Chronic Pain Sufferers Suffer Even More Now

The DEA recently changed Hydrocodone to a Schedule III drug, making it even more difficult for chronic pain sufferers to obtain the pain medication they NEED to survive in the United States. When we take pain meds – even every day – we are not drug abusers. Why? Because the pain meds actually TREAT the pain and allow us to function. It’s the abusers that messed it up for us. If you take pain meds and you’re not in pain, yes, you will feel “high.” But not so for us.

Now we must go to our doctor to pick up our prescription – and only WE can go (no-one else). Then, most likely, we have to take a drug test in order to pick up the script. At the drug store, we have to show our identification to pick up the medicine. Our information is entered into a drug database. In short, we are treated like drug abusers and/or criminals. And these drug tests? You have to take them even if you haven’t shown ANY SIGN of drug abuse. That’s just not right.

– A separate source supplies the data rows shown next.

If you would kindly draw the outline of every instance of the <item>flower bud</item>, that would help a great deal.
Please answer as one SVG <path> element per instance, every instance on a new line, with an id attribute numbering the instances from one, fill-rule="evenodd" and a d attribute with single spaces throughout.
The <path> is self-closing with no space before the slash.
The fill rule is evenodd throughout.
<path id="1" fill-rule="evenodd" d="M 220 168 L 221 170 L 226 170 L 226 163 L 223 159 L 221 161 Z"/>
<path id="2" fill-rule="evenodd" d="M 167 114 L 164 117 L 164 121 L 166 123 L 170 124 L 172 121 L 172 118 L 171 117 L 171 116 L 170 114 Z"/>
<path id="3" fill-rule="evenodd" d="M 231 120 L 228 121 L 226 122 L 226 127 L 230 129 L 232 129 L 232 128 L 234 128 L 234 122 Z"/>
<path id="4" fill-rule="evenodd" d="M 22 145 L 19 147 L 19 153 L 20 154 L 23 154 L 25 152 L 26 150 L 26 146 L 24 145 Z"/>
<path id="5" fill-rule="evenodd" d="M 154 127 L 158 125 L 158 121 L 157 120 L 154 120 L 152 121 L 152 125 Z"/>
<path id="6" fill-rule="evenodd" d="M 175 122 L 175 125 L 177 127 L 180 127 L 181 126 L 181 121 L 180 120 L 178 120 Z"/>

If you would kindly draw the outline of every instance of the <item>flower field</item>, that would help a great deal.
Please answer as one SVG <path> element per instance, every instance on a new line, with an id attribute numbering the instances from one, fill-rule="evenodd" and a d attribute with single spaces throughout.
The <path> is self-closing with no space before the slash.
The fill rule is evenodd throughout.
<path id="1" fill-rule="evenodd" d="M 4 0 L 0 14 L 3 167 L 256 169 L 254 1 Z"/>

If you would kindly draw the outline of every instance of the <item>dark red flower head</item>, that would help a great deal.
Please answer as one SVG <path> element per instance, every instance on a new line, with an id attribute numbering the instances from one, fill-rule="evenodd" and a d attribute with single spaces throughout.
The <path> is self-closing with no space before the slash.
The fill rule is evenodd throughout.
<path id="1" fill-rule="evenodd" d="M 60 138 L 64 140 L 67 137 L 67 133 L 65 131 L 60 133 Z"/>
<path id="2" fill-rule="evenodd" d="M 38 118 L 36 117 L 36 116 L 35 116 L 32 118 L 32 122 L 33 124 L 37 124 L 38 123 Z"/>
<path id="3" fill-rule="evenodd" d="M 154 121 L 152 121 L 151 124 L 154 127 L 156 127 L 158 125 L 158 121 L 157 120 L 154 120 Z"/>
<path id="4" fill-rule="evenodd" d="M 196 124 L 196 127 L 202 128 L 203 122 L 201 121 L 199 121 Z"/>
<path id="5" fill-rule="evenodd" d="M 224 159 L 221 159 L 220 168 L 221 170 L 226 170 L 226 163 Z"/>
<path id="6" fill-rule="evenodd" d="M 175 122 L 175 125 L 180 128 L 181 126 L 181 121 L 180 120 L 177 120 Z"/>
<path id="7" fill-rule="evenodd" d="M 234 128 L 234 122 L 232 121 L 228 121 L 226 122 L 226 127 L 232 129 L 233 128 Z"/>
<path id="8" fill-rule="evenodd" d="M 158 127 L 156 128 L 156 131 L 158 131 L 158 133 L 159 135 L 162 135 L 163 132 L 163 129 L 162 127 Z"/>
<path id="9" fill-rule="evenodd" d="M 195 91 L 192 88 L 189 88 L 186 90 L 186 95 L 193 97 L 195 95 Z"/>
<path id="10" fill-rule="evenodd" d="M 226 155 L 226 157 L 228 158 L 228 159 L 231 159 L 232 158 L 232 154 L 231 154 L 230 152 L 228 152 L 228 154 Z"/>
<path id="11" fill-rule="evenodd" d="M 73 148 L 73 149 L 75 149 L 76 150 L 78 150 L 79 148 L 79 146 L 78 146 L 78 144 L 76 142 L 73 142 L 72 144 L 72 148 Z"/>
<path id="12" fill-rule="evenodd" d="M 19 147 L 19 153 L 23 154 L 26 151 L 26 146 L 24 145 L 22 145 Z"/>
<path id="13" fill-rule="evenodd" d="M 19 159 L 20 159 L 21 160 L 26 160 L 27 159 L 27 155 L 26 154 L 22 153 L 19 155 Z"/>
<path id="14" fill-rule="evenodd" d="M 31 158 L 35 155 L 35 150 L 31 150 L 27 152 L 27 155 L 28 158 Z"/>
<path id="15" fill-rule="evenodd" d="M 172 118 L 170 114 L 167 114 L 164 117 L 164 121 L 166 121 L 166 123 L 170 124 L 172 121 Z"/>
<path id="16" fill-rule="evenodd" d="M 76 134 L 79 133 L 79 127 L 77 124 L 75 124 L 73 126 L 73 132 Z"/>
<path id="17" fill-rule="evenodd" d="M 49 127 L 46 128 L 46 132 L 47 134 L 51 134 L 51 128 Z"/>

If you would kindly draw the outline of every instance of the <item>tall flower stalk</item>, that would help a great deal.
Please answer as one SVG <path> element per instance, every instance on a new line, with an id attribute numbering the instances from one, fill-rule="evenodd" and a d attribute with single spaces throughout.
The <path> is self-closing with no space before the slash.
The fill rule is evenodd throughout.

A lot of folks in pain use marijuana, which is a natural pain reliever. It aids sleep naturally, which is so very important for fibromyalgia sufferers. If we cannot sleep, our condition worsens.
So imagine the frustration we face. If we use marijuana, we have THC in our systems for days – or weeks even – and thus, have a positive result on the drug tests. So then the doctor refuses the pain medication.
Imagine if you had to pee in a cup to receive blood pressure medicine. And a positive result meant you wouldn’t get your meds. You could have a stroke and die. So you tell me – is this fair? It surely isn’t. Why are we treated any differently?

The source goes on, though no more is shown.